If the skillet looks dry, add another 1 tablespoon olive oil. Add the onion and sear, stirring occasionally, until charred in spots, another 5 to 8 minutes. Transfer to the same bowl and let stand until warm.
To the bowl, add the garlic powder, 1 teaspoon of the turmeric, the chicken breast and thighs, and 2 teaspoons of the salt. Stir to combine and leave to marinate on the counter for 10 minutes, or in the refrigerator up to overnight.
Preheat the oven to 400°F (205°C).
Divide the chicken between two baking sheets or 9 × 13–inch baking dishes (the chicken and tomatoes will release liquid, so be sure to use something with a rim). Cover with foil and bake until the chicken is just cooked through, 25 to 30 minutes. Remove the foil, switch the oven to broil, and broil on high until the chicken is charred in spots, 3 to 6 minutes.
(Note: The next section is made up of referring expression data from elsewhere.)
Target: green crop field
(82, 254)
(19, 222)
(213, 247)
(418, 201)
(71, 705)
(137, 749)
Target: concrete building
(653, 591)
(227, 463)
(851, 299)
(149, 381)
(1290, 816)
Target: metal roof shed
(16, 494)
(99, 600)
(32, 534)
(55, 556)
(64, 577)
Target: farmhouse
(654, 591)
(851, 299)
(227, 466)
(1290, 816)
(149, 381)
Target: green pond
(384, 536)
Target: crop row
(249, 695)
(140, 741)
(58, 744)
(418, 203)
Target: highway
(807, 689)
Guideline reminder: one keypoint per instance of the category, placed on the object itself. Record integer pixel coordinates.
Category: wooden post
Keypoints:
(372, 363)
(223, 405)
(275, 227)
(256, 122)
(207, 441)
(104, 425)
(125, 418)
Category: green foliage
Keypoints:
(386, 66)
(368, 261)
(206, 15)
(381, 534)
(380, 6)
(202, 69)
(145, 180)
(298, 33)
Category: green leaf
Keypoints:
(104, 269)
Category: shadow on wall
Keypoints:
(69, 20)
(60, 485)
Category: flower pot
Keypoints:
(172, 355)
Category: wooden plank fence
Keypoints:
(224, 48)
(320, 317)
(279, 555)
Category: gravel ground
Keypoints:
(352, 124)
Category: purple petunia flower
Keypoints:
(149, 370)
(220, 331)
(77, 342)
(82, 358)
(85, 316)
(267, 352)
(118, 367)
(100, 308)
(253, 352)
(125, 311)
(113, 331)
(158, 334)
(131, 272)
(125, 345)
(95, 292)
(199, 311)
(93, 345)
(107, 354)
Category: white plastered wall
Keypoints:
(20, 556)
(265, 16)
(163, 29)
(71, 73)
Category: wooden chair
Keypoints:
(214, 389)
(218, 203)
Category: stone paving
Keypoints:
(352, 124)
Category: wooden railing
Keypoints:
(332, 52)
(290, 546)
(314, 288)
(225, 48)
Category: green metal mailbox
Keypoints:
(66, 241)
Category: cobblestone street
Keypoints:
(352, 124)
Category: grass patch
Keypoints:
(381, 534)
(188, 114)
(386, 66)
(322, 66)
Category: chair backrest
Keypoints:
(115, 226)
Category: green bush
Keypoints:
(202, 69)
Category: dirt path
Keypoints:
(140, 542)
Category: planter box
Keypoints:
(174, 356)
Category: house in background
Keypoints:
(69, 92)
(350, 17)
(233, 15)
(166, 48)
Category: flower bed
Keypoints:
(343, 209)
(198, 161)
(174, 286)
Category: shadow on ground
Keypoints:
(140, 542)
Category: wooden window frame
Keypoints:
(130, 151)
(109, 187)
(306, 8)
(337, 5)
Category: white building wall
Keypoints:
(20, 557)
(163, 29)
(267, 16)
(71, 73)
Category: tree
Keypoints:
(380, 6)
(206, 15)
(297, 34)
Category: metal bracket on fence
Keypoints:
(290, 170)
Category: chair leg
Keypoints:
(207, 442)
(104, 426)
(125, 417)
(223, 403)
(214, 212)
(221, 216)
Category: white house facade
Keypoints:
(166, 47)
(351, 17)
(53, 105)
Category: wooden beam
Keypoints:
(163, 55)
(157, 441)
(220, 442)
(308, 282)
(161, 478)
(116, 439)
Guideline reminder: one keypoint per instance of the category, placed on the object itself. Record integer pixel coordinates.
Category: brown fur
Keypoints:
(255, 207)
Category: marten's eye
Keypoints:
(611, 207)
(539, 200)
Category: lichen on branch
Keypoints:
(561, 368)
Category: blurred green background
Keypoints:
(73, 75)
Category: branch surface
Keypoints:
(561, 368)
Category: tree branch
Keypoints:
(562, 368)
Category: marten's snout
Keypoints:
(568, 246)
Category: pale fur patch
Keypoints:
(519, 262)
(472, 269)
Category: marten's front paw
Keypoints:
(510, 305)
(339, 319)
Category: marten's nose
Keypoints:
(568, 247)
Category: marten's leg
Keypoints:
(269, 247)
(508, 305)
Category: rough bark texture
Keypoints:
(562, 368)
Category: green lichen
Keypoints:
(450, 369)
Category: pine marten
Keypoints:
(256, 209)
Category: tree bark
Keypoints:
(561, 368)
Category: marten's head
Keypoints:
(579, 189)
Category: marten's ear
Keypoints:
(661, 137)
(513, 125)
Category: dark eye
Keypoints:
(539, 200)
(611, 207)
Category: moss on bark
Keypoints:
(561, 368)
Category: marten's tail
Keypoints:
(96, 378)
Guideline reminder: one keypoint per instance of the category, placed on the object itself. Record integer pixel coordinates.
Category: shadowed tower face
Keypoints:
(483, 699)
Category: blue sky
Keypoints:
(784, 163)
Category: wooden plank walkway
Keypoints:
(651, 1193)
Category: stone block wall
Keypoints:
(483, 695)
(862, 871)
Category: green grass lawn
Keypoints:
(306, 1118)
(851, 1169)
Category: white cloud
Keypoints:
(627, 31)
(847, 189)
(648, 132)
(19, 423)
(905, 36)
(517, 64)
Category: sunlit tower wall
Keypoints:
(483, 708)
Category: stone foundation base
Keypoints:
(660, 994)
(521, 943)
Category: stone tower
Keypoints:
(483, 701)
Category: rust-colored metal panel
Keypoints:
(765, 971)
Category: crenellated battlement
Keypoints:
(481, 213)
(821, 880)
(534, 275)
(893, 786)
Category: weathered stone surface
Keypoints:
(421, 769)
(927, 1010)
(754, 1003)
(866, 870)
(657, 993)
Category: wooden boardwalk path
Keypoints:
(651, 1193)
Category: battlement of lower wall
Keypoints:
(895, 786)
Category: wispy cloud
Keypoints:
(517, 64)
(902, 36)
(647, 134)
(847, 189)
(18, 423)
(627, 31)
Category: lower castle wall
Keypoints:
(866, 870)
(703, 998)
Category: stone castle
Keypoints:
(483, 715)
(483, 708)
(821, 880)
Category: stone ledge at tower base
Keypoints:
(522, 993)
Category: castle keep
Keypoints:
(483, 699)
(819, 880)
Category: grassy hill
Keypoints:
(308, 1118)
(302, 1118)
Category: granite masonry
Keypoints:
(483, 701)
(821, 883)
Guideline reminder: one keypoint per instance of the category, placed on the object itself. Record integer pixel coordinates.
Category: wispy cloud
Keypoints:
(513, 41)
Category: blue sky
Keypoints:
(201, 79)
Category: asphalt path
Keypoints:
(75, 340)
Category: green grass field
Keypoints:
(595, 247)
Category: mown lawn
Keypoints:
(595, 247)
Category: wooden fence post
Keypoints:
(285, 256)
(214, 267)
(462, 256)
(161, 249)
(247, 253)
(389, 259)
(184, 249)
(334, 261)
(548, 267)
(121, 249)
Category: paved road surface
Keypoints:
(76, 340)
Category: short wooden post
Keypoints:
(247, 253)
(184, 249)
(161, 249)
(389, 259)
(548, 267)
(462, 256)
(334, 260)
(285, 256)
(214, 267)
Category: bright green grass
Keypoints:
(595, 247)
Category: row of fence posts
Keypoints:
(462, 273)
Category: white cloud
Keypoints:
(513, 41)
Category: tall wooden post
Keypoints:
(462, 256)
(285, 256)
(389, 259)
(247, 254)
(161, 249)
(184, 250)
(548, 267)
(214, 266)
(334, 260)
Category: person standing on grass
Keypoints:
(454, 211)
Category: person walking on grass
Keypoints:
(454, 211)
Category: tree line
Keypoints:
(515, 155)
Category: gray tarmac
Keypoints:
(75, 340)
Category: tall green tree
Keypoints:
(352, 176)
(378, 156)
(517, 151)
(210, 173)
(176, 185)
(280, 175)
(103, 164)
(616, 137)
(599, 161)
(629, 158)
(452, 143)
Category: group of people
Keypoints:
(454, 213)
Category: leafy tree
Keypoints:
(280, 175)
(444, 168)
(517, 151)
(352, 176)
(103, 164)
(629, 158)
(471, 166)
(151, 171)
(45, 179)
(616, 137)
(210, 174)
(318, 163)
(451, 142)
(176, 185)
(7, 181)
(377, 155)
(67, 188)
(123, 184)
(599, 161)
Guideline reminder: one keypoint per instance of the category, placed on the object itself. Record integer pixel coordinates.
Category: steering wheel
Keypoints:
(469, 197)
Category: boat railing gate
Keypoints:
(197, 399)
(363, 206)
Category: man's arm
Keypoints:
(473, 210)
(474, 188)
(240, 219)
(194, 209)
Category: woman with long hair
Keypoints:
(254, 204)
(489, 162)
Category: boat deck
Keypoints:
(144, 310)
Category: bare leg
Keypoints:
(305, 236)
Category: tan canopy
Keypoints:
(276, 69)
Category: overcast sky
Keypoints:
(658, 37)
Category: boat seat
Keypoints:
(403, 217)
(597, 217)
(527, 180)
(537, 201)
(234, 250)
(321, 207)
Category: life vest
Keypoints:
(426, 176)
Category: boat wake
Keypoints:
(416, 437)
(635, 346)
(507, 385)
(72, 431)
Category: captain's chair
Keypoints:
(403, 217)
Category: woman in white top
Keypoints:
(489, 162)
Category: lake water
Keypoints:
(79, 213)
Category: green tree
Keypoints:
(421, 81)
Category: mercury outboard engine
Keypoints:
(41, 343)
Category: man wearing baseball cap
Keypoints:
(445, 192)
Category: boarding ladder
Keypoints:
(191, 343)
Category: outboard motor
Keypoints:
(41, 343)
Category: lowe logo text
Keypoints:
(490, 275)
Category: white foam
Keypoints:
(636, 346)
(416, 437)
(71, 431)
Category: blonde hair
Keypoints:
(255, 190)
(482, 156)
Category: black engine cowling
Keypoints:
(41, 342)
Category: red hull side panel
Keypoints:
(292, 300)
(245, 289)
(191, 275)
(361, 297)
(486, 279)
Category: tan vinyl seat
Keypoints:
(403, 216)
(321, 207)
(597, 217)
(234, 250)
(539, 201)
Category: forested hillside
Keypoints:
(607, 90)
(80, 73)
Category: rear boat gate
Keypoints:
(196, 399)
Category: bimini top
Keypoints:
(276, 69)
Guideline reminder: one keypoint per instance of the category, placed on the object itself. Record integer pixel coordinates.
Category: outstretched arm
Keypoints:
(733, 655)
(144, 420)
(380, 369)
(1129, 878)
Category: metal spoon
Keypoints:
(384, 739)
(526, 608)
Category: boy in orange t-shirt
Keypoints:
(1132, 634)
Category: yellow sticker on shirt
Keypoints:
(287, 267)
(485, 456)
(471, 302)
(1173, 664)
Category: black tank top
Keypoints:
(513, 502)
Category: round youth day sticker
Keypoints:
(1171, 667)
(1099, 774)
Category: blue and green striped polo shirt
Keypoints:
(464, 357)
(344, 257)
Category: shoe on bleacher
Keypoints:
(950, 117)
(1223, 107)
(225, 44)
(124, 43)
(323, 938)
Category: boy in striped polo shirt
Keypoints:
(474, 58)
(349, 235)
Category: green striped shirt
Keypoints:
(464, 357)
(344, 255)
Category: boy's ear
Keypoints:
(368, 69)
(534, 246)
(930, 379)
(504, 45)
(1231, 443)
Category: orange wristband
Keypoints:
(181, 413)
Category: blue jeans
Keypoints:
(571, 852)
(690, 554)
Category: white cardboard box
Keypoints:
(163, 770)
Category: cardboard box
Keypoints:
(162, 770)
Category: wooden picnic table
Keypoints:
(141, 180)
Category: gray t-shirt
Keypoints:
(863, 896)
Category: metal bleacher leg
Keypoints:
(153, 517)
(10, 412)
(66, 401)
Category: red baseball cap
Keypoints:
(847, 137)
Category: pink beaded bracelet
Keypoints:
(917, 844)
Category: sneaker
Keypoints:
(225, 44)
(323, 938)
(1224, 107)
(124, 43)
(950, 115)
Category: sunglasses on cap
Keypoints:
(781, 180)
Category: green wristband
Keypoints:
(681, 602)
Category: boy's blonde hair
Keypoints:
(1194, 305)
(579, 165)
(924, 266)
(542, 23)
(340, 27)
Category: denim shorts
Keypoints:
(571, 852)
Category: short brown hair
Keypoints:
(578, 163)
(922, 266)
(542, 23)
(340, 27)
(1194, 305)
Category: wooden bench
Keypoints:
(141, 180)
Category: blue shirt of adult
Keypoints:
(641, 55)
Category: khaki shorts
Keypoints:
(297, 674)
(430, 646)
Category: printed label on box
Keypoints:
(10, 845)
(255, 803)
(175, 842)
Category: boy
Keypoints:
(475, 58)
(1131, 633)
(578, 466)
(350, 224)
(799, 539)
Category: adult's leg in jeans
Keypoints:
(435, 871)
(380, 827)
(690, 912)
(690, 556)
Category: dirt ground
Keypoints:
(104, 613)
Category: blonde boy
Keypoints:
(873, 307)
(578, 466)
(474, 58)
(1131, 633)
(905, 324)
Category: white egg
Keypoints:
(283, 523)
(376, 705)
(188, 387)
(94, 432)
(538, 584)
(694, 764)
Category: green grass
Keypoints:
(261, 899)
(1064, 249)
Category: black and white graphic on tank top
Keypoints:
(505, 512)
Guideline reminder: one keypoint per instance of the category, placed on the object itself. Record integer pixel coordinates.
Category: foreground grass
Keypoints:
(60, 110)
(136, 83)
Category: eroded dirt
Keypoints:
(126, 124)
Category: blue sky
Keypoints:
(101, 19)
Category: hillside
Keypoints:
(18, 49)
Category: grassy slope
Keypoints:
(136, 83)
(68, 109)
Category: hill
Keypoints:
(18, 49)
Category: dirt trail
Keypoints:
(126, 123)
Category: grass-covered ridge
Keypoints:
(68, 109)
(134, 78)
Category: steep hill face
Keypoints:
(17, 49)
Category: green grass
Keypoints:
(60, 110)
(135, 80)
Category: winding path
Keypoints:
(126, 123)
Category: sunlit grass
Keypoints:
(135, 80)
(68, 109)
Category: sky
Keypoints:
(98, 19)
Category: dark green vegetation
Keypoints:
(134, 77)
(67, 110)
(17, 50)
Meanwhile, make the coconut sauce: Combine the coconut milk, remaining ½ teaspoon turmeric, and warm water in a large pot. Bring to a boil over medium heat, then reduce the heat and simmer until the turmeric intensifies in color and the mixture thickens, 5 to 10 minutes.
Move the cooked chicken onto a plate. Using tongs, transfer the onion and tomato pieces to the pot with the coconut milk and pour in any juices from cooking the chicken. Using an immersion blender, blend until smooth.
Return the pot to the stove, add the chicken pieces and oat milk to the coconut sauce, and bring to a boil over medium-high heat. Lower the heat and simmer until the chicken is warmed through and the sauce thickens slightly, 5 to 10 minutes.
Remove from the heat, stir in the lemon juice, and taste for salt. Adjust to your preference, up to another 2 teaspoons salt.
Serve with basmati rice, naan, or mandazi.


Zaynab Issa is a recipe developer, food editor, content creator, and Bon Appétit contributor. After working on a self-published zine that formalized her family’s East African Indian recipes, she began freelancing at Buzzfeed and contributing culturally rooted recipes and stories to Bon Appétit and Food52.